Lockdown Protests Spread Across China

Happy Monday! We hope you had a wonderful Thanksgiving with loved ones, and that you didn’t accidentally try to smuggle any of those loved ones’ pets through airport security on your way home.

Quick Hits: Today’s Top Stories

  • The Treasury Department announced Wednesday it had sanctioned three security officials in the Iranian cities of Sanandaj and Mahabad for their role in the regime’s continued crackdown on protests throughout the country. “The Iranian regime has increased its aggressive actions against the Iranian people as part of its ongoing suppression of peaceful protests against a regime that denies human rights and fundamental freedoms to its people, especially women and girls,” the federal agency said.
  • The Treasury Department announced Saturday it had granted a license to Chevron that will allow the California-based oil company to resume operations in Venezuela for the first time in years. The decision—which is unlikely to significantly boost global oil supply in the short-term—comes after President Nicolás Maduro’s government and the U.S.-backed opposition coalition agreed to continue talks on the country’s democratic process and signed onto a Norway-brokered agreement that will unlock $3 billion for humanitarian relief. Treasury officials said the Chevron license prevents Petroleos de Venezuela SA—Venezuela’s national oil company, which has several joint ventures with Chevron—from receiving profits from any Chevron oil sales, and does not authorize any other economic activity with PdVSA.
  • Two people were killed—and more than 20 injured—after two similar, remotely detonated explosive devices went off at two different bus stops in Jerusalem on Wednesday. No individual or entity has claimed responsibility for the bombings, but Israeli officials believe them to be a part of a terrorist plot from an organized group that spent months preparing. The attacks represent the first of their kind against Israeli civilians in Israel in years, and come at a time of heightened tensions between the Israeli government and Palestinian leaders.
  • Brazil’s Superior Electoral Court rejected a challenge on Wednesday from outgoing President Jair Bolsonaro’s Liberal Party that claimed some electronic ballots cast through older machines should be annulled, which would have reversed Bolsonaro’s recent loss to leftist Luiz Inácio Lula da Silva. Judge Alexandre de Moraes—the head of the electoral court—levied a $4.3 million fine against the Liberal Party, noting the plaintiff’s inability to provide “any evidence of irregularities” and dismissing the charges as “bizarre” and in “complete bad faith.”
  • Malaysia’s king appointed longtime opposition leader Anwar Ibrahim prime minister of the southeast Asian country on Thursday after last week’s parliamentary elections failed to deliver any coalition a governing majority. Anwar—a former activist who was jailed multiple times in recent years on charges of sodomy that he denies and claims were politically motivated—pledged to welcome all to his “national unity government” provided they accept the fundamental rules: “good governance, no corruption and a Malaysia for all Malaysians.”
  • The Commerce Department reported Wednesday that new orders for durable goods—products such as appliances, computers, and machinery intended to last three or more years—increased a seasonally adjusted 1 percent from September to October, and 0.8 percent excluding defense orders. The measure has now increased in three consecutive months, signaling demand remains steady despite inflation and recession concerns. The Federal Reserve released minutes on Wednesday from November’s Federal Open Markets Committee meeting indicating most Fed officials believe the pace of interest-rate hikes should slow in the coming months.
  • Network decision desks projected last week that Republican Kevin Kiley will defeat his Democratic opponent Kermit Jones in California’s 3rd congressional district and Democratic Rep. Mary Peltola will once again defeat former Gov. Sarah Palin in the race for Alaska’s at-large House seat. Palin conceded the race, but Republicans have now won—or are leading in—222 congressional districts, compared to Democrats’ 213. GOP Sen. Lisa Murkowski is also projected to defeat her Trump-endorsed Republican challenger, Kelly Tshibaka.
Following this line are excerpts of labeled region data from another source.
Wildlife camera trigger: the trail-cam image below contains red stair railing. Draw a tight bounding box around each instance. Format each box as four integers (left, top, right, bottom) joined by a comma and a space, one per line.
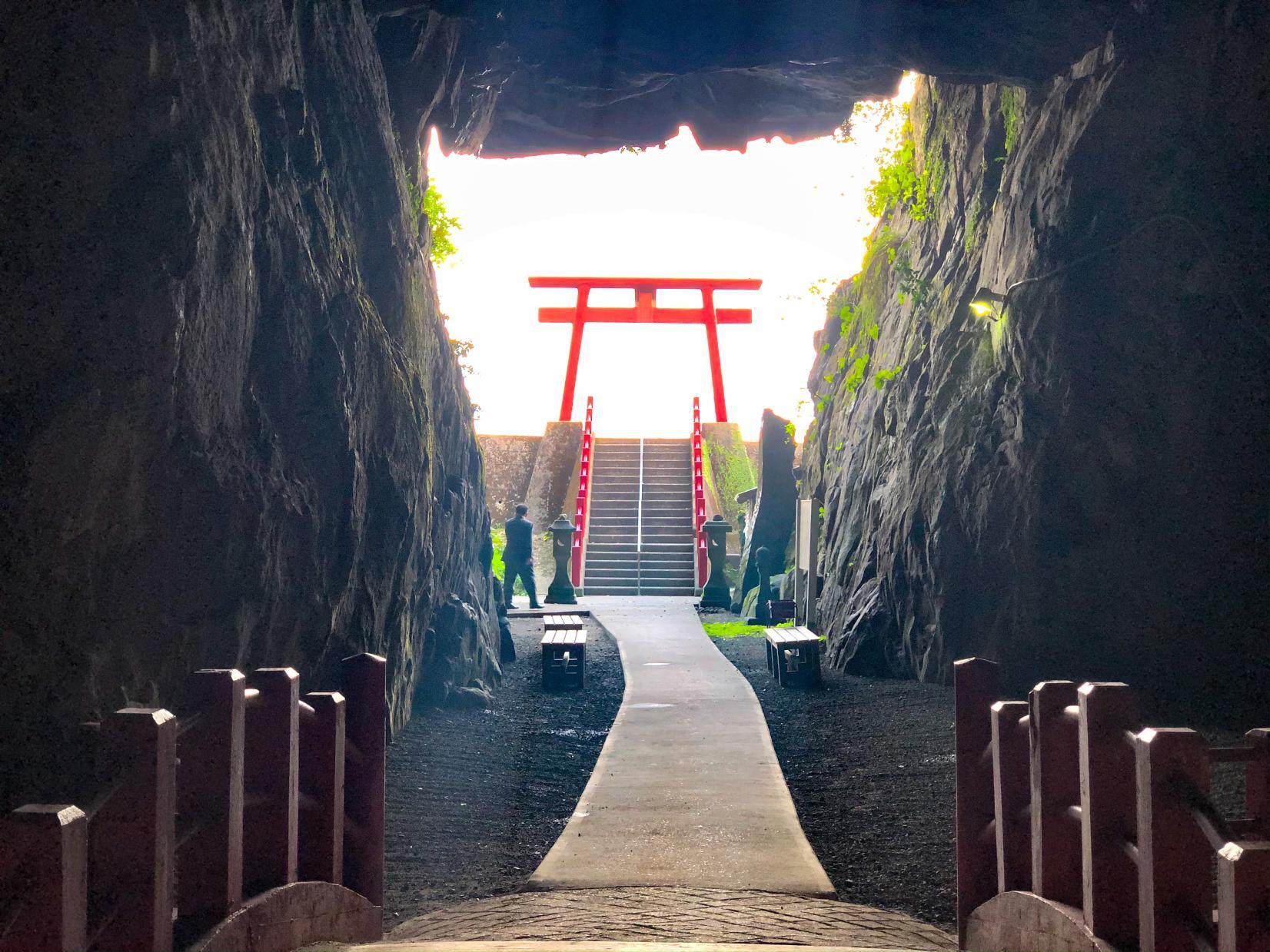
692, 397, 706, 588
570, 397, 596, 585
954, 658, 1270, 952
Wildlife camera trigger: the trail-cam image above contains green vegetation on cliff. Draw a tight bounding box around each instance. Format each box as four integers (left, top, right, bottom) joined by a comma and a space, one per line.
407, 174, 464, 264
701, 425, 758, 528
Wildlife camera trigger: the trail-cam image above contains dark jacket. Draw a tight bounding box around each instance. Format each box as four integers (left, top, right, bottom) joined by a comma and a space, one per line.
503, 516, 534, 562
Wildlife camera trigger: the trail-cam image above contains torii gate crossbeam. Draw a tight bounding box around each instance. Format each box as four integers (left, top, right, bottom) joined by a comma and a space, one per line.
530, 278, 763, 423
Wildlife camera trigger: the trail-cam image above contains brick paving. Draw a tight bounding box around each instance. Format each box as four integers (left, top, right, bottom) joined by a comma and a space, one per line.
386, 887, 956, 950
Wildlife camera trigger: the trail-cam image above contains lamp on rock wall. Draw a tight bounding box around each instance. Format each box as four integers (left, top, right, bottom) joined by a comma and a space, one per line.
970, 288, 1006, 321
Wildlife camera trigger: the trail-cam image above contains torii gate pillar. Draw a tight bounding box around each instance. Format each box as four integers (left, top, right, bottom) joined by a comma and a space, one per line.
530, 278, 763, 423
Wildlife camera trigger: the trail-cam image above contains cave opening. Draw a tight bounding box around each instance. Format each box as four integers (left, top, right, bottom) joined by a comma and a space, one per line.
0, 7, 1270, 950
425, 75, 917, 440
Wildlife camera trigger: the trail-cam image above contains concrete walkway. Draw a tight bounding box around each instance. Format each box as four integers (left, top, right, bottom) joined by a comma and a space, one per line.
527, 596, 836, 897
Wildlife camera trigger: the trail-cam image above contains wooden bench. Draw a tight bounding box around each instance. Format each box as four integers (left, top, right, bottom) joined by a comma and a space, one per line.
542, 615, 586, 631
763, 629, 820, 688
542, 625, 587, 691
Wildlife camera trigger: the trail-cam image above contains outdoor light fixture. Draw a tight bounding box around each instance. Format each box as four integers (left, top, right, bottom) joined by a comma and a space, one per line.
970, 288, 1006, 321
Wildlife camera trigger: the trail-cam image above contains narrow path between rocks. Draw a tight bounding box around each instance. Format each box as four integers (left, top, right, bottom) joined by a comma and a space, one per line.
386, 598, 955, 950
528, 596, 834, 897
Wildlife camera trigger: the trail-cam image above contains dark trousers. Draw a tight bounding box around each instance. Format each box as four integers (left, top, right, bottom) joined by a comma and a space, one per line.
503, 557, 538, 608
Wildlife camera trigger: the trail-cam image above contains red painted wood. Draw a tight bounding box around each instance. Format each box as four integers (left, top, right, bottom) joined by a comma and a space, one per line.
530, 275, 763, 290
530, 277, 763, 423
692, 397, 707, 588
538, 306, 754, 323
298, 691, 347, 884
177, 669, 246, 921
0, 804, 88, 952
701, 288, 728, 423
952, 658, 998, 948
243, 668, 300, 895
88, 707, 177, 952
561, 287, 590, 421
343, 654, 387, 907
1217, 841, 1270, 952
1077, 682, 1140, 948
1135, 728, 1213, 952
992, 701, 1031, 892
569, 397, 596, 586
1027, 680, 1082, 907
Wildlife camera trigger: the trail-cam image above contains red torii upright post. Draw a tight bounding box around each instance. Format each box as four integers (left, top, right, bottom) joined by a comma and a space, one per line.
530, 278, 763, 423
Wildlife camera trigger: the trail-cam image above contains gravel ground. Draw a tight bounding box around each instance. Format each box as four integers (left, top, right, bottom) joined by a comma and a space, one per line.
384, 619, 625, 928
706, 635, 956, 930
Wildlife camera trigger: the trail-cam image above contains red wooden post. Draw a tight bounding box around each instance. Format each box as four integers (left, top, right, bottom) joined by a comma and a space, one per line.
88, 707, 177, 952
1135, 728, 1213, 952
1077, 682, 1139, 948
298, 692, 345, 884
1217, 843, 1270, 952
177, 669, 246, 921
701, 288, 728, 423
560, 284, 590, 420
1243, 728, 1270, 839
530, 277, 763, 423
1027, 680, 1082, 907
992, 701, 1031, 892
343, 654, 387, 907
0, 804, 88, 952
952, 658, 998, 948
243, 668, 300, 895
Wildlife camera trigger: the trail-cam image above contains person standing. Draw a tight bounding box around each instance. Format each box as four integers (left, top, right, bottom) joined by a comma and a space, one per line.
503, 503, 542, 608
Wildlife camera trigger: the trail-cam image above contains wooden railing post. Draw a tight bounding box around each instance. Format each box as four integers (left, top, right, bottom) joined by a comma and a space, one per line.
243, 668, 300, 895
1217, 841, 1270, 952
952, 658, 998, 948
298, 692, 345, 884
992, 701, 1031, 892
177, 669, 246, 921
88, 707, 177, 952
1029, 680, 1082, 907
343, 654, 387, 907
1077, 682, 1140, 948
1135, 728, 1213, 952
1243, 728, 1270, 839
0, 804, 88, 952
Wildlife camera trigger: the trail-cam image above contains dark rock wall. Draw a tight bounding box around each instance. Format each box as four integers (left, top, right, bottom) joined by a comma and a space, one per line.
732, 410, 797, 612
805, 2, 1270, 715
408, 0, 1130, 156
0, 0, 499, 800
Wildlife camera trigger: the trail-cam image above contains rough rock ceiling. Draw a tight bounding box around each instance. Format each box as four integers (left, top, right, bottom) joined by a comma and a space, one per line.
367, 0, 1132, 156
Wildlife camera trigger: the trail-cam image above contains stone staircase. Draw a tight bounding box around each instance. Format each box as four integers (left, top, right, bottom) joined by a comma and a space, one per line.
583, 440, 696, 595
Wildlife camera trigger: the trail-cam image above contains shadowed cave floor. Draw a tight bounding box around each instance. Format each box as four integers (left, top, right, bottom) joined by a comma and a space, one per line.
385, 619, 954, 929
707, 635, 956, 932
384, 614, 625, 929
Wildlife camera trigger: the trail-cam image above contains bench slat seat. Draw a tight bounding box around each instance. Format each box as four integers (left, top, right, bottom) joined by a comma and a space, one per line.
542, 615, 583, 631
763, 625, 820, 688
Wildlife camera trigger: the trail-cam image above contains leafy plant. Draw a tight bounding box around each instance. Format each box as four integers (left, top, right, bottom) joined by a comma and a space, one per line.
701, 622, 794, 639
450, 337, 475, 377
997, 86, 1024, 155
865, 122, 945, 221
489, 529, 524, 598
407, 174, 464, 264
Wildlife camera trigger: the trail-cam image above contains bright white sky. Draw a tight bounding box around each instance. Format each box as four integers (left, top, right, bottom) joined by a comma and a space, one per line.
428, 78, 912, 440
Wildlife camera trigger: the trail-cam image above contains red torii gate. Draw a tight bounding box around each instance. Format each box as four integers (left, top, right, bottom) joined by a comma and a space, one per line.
530, 278, 763, 423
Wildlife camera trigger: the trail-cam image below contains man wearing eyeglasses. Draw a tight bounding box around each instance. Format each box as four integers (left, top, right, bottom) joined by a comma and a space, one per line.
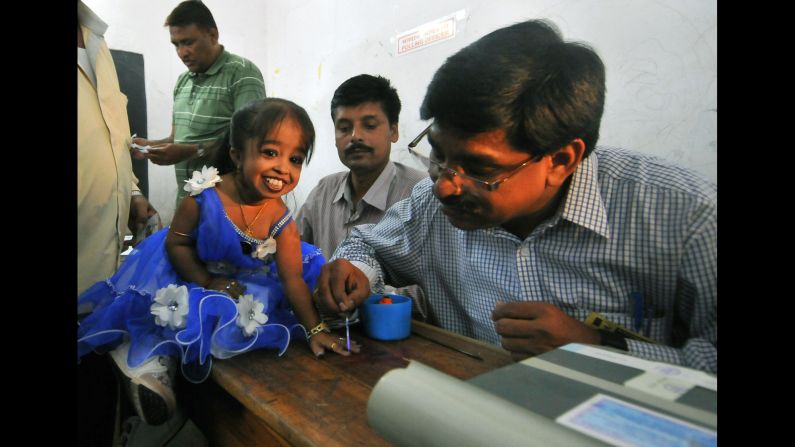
318, 21, 717, 373
296, 74, 428, 318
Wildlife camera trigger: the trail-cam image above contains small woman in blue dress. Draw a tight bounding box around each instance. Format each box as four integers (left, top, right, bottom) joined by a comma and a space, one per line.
78, 98, 359, 425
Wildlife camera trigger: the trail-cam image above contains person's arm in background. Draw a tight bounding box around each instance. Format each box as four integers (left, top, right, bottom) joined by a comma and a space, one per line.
295, 189, 314, 245
317, 181, 436, 312
132, 123, 199, 166
231, 63, 265, 110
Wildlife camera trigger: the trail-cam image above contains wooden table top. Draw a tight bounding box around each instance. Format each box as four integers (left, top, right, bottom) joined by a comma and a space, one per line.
212, 321, 512, 447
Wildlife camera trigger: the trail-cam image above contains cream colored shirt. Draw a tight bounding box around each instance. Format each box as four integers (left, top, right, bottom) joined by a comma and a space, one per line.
77, 2, 138, 295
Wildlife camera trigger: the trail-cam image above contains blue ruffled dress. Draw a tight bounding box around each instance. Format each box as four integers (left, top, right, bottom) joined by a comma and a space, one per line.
77, 188, 325, 383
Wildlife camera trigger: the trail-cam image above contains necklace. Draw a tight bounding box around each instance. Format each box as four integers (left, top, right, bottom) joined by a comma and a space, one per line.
237, 192, 271, 236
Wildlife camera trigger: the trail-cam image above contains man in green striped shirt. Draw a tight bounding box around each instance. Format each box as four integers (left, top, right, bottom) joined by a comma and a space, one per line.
133, 0, 265, 206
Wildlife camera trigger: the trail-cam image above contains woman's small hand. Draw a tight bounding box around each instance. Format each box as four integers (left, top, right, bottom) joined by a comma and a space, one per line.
205, 276, 246, 298
309, 332, 360, 357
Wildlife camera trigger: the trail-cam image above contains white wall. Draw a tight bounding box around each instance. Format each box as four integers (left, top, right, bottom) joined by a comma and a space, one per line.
84, 0, 717, 222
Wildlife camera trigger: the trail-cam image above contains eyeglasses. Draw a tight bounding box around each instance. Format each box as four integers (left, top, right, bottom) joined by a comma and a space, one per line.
409, 123, 544, 191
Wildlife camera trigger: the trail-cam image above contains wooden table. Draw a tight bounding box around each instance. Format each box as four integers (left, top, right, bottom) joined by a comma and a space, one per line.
183, 321, 512, 447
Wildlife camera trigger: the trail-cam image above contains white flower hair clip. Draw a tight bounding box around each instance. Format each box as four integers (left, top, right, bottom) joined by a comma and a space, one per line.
149, 284, 188, 330
251, 237, 276, 259
183, 166, 221, 196
235, 294, 268, 337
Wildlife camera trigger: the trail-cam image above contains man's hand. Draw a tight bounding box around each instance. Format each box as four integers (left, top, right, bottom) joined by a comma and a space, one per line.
314, 259, 370, 313
127, 195, 157, 245
491, 301, 601, 362
145, 143, 196, 166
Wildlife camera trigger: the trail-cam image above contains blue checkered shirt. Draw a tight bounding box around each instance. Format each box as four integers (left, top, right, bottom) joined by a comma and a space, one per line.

Lockdown Protests Spread Across China

Protesters hold up white pieces of paper in protest against censorship during a protest march against COVID lockdowns in Beijing this week. (Photo by Kevin Frayer / Getty Images.)

After three years of draconian COVID-19 safety restrictions, some Chinese citizens have finally had enough.

In a number of cities across China, protesters spent their weekend taking down barricades meant to enforce COVID-19 lockdowns and pushing back on police in white COVID safety gear, according to social media posts. Many held blank sheets of white paper—a nod to censorship—and at Tsinghua University in Beijing, Chinese leader Xi Jinping’s alma mater, students chanted calls for democracy and freedom of speech and sang the Internationale. In Shanghai Saturday night, some went further, shouting for Xi and the Chinese Communist Party to relinquish power.